One of the initiated.

Whatever that meant.

He’d dozed off and dreamed when the bus came to a quick stop. Jolted awake, he looked up in time to see the driver throw out a homeless man who’d failed to produce the fare.

Angry words and clenched fists shot through the bus’s wheezing door as the wretchedly filthy evictee stood in the gutter and howled vengeance. Isaac watched the man, bent over in shame, turned tiny by the bus’s departure.

The driver cursed and put on speed.

The cusp of violence. So much of the crime Isaac had studied began that way.

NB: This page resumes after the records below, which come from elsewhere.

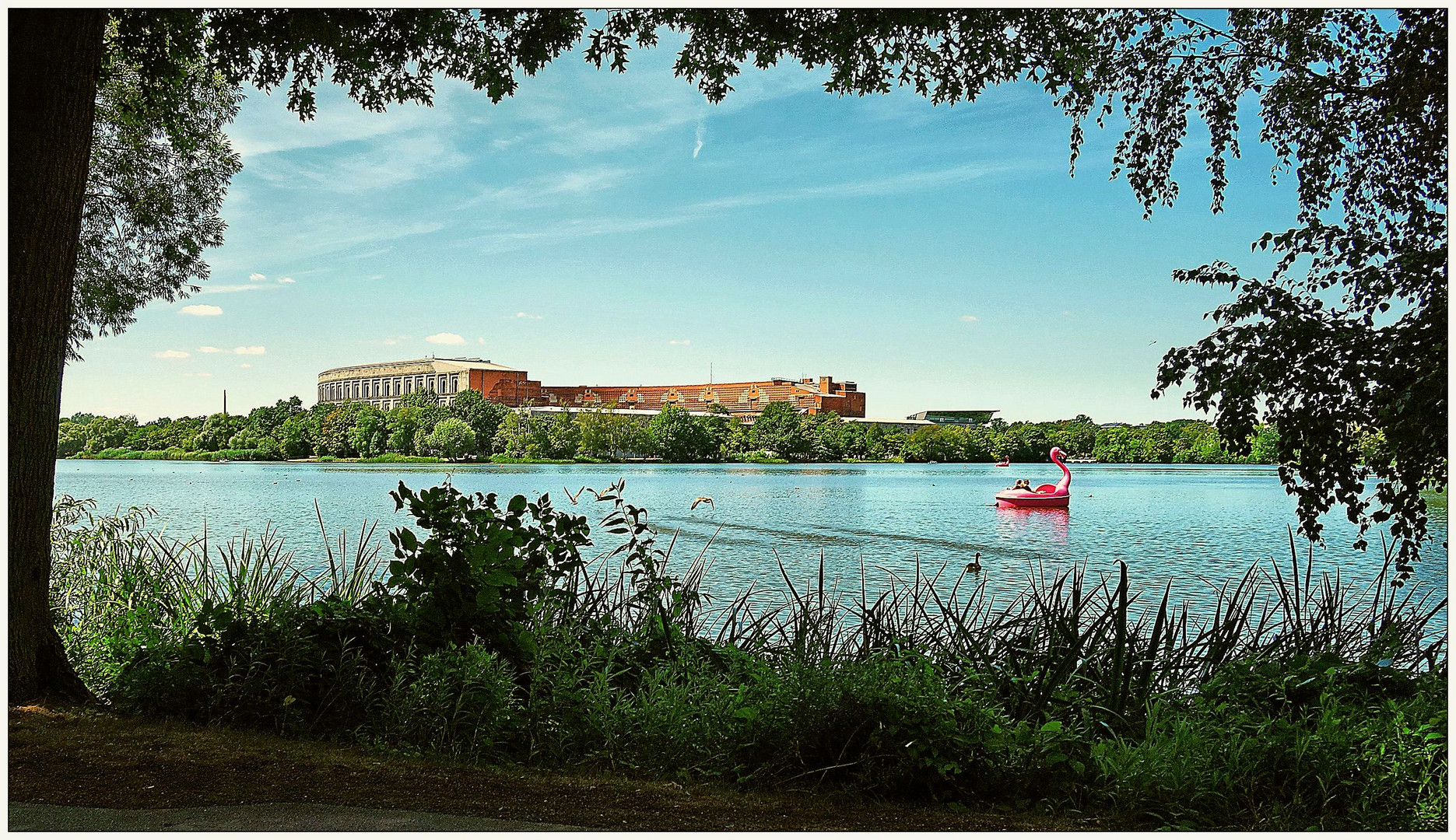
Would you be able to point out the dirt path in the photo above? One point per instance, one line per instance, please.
(100, 760)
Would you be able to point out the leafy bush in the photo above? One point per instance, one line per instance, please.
(494, 639)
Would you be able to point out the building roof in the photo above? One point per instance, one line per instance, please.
(462, 363)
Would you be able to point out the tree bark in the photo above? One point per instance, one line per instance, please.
(56, 60)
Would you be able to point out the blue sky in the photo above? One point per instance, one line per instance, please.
(603, 229)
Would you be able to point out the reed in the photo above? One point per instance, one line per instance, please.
(1331, 699)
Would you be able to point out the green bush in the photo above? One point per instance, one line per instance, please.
(461, 702)
(496, 639)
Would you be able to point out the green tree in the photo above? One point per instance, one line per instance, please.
(1352, 101)
(679, 437)
(451, 439)
(481, 414)
(1347, 334)
(558, 436)
(72, 439)
(57, 68)
(108, 432)
(370, 432)
(513, 436)
(293, 439)
(779, 430)
(268, 420)
(216, 431)
(159, 170)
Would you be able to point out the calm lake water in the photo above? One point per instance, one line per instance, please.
(1188, 524)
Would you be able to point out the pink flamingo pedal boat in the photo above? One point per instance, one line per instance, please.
(1054, 495)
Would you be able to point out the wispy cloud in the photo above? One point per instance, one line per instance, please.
(233, 287)
(504, 240)
(381, 165)
(886, 185)
(538, 191)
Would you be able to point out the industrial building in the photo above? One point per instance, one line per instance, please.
(386, 383)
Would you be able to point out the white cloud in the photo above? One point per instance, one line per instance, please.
(232, 287)
(538, 191)
(369, 166)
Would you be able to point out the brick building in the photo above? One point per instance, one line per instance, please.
(384, 383)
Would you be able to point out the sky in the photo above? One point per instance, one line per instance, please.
(618, 229)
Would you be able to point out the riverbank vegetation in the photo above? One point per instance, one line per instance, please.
(501, 632)
(472, 429)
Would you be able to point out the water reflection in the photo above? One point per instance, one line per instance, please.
(1180, 524)
(1038, 524)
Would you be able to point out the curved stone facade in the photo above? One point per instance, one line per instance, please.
(386, 383)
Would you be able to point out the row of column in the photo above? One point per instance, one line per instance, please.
(374, 387)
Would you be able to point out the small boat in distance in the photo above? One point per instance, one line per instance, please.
(1054, 495)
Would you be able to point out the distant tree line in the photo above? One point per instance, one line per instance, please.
(474, 429)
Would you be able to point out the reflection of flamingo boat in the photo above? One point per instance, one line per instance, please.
(1054, 495)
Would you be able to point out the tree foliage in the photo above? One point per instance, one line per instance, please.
(1347, 335)
(159, 172)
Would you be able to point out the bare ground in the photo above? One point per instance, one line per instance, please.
(101, 760)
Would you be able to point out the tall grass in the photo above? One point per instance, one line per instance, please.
(1293, 702)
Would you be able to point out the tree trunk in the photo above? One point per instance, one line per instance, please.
(54, 65)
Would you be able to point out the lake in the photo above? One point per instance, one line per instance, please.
(1188, 524)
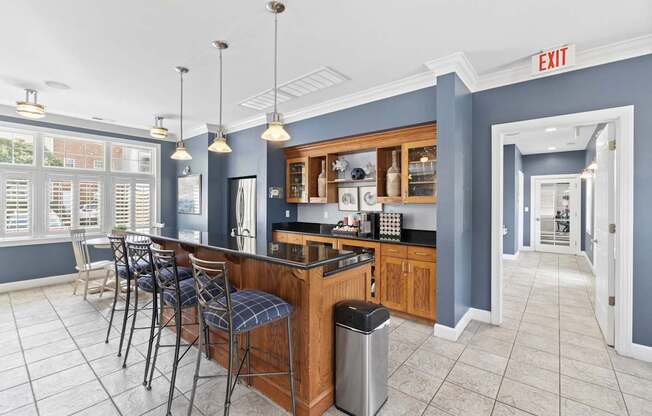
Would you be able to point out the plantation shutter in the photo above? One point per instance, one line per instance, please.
(143, 205)
(17, 206)
(122, 205)
(90, 204)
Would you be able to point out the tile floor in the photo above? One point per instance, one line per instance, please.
(547, 359)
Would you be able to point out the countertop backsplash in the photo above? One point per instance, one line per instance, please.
(415, 216)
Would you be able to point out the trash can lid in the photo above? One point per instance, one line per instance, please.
(360, 315)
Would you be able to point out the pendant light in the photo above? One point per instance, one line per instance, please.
(275, 131)
(219, 144)
(158, 131)
(30, 108)
(181, 153)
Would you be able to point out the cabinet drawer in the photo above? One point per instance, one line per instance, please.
(421, 253)
(394, 250)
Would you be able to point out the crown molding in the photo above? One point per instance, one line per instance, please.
(613, 52)
(391, 89)
(80, 123)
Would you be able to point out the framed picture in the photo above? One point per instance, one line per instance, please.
(189, 194)
(368, 200)
(347, 198)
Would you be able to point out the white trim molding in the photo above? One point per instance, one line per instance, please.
(40, 282)
(623, 119)
(453, 334)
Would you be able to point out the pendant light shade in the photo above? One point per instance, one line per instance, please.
(30, 108)
(219, 144)
(181, 153)
(158, 131)
(275, 131)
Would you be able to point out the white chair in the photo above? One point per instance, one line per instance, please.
(84, 265)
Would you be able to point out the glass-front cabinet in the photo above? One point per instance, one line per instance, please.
(419, 171)
(297, 180)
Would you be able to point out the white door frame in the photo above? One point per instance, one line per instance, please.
(521, 207)
(623, 119)
(577, 208)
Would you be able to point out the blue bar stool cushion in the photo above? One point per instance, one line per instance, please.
(251, 308)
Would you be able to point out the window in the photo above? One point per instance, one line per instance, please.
(90, 204)
(73, 153)
(59, 205)
(122, 205)
(131, 159)
(52, 181)
(143, 206)
(16, 149)
(17, 206)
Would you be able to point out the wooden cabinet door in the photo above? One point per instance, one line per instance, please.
(394, 283)
(421, 288)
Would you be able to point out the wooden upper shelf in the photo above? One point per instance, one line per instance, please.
(416, 149)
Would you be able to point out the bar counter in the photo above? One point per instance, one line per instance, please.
(311, 278)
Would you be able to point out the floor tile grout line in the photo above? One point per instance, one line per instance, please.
(87, 363)
(20, 342)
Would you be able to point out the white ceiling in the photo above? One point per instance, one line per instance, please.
(562, 139)
(118, 56)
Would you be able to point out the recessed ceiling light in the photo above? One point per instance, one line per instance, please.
(57, 85)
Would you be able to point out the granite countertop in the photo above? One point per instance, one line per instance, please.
(299, 256)
(409, 237)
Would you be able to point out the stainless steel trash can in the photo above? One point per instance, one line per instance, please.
(361, 357)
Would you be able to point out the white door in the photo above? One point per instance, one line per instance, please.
(603, 242)
(556, 213)
(521, 184)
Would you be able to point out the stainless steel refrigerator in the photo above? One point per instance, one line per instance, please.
(242, 211)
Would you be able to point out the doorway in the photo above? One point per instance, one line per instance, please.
(555, 213)
(620, 231)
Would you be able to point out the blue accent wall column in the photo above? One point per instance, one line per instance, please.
(454, 195)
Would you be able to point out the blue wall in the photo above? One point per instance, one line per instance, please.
(512, 164)
(43, 260)
(454, 215)
(616, 84)
(560, 163)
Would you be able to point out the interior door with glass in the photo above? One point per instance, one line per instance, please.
(556, 214)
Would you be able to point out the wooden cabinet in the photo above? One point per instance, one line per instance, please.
(421, 289)
(394, 283)
(419, 172)
(296, 179)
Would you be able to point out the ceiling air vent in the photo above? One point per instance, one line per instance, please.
(317, 80)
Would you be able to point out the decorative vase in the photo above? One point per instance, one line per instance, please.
(394, 177)
(321, 181)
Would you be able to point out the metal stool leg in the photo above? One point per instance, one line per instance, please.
(290, 366)
(175, 363)
(150, 342)
(115, 301)
(125, 316)
(133, 324)
(202, 324)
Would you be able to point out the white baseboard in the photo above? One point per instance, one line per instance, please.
(32, 283)
(640, 352)
(453, 334)
(511, 256)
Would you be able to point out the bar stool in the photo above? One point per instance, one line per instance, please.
(236, 313)
(127, 272)
(176, 290)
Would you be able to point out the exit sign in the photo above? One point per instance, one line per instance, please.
(553, 59)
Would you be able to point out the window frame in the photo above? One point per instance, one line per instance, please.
(40, 175)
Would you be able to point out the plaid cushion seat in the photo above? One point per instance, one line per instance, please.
(146, 283)
(188, 293)
(251, 308)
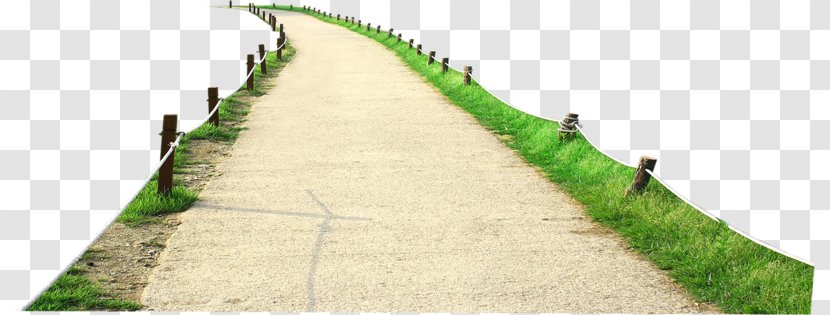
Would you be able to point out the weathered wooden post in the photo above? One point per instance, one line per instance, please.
(168, 136)
(641, 176)
(262, 65)
(250, 68)
(213, 101)
(567, 127)
(280, 46)
(468, 73)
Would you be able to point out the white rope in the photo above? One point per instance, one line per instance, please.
(256, 63)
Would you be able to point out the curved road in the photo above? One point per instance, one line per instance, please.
(358, 187)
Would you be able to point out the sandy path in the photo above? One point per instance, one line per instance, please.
(360, 188)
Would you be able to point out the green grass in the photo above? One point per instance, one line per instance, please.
(715, 264)
(148, 204)
(74, 291)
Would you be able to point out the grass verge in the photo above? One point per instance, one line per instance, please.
(715, 264)
(74, 291)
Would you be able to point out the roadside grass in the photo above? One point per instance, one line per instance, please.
(74, 291)
(715, 264)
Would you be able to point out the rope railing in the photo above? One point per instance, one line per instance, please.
(170, 136)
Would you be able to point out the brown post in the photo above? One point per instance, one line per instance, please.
(468, 73)
(280, 42)
(641, 176)
(250, 68)
(567, 127)
(262, 65)
(168, 136)
(213, 101)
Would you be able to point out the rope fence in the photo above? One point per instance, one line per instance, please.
(171, 137)
(569, 126)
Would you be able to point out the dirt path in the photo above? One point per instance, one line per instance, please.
(359, 188)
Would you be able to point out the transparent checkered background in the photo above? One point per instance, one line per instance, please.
(699, 84)
(83, 87)
(732, 97)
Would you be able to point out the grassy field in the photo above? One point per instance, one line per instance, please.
(715, 264)
(74, 291)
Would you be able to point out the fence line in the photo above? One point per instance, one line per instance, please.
(164, 167)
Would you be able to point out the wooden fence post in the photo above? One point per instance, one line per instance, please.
(168, 136)
(213, 101)
(262, 65)
(567, 127)
(250, 68)
(468, 73)
(280, 44)
(641, 176)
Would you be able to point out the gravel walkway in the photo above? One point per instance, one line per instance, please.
(358, 187)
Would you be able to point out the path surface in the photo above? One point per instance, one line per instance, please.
(360, 188)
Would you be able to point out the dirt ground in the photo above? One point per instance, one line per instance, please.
(121, 260)
(123, 257)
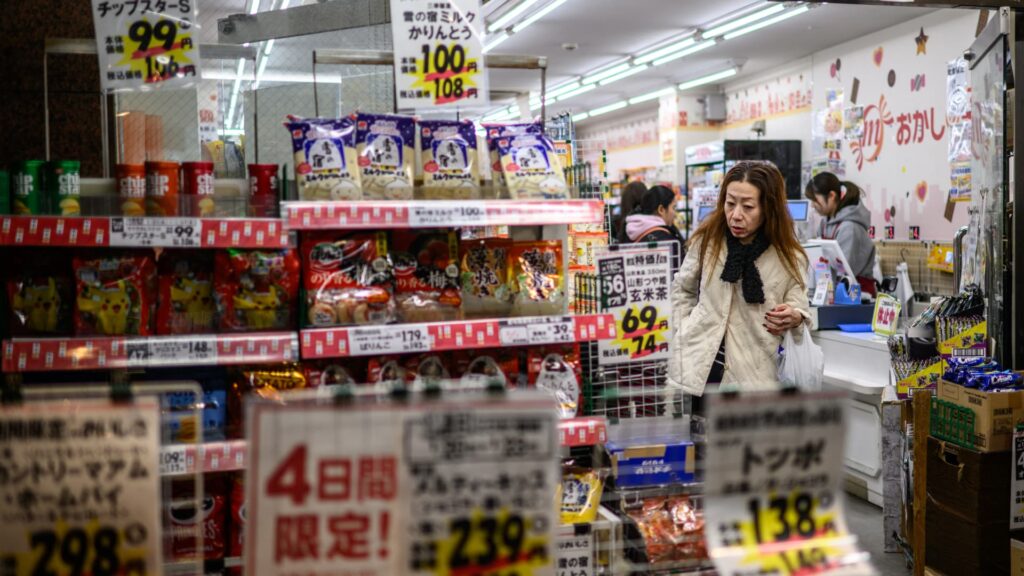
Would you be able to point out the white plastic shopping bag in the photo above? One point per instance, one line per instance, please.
(801, 365)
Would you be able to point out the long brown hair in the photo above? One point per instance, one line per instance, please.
(777, 224)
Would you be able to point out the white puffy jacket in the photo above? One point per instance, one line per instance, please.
(700, 324)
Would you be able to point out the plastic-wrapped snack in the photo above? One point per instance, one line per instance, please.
(256, 289)
(185, 293)
(531, 168)
(449, 155)
(347, 279)
(386, 149)
(426, 273)
(486, 272)
(540, 280)
(325, 158)
(115, 295)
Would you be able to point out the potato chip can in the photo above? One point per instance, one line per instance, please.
(197, 187)
(27, 188)
(162, 189)
(64, 187)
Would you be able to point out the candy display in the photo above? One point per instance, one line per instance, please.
(385, 145)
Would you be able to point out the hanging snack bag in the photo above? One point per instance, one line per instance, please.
(256, 290)
(426, 274)
(539, 279)
(185, 282)
(347, 279)
(386, 149)
(114, 295)
(448, 152)
(486, 273)
(531, 168)
(325, 158)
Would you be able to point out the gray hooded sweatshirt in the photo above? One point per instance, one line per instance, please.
(849, 228)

Not the June 28 murders, though. They were something different, he was sure of it. You could lie with numbers, but the numbers he’d divined weren’t lying.

Now to convince Detective Connor.

Petra.

Thinking of her by name was unsettling; it reminded him that she was a woman.

He sat lower in his seat, wanting to sink out of view. Not that any of his co-riders were the least bit interested in him. Some were regulars and surely recognized him, but no one spoke.

The geek in the borrowed suit.

Occasionally someone- a woman not unlike his mother- smiled as he boarded. But for the most part everyone wanted to rest.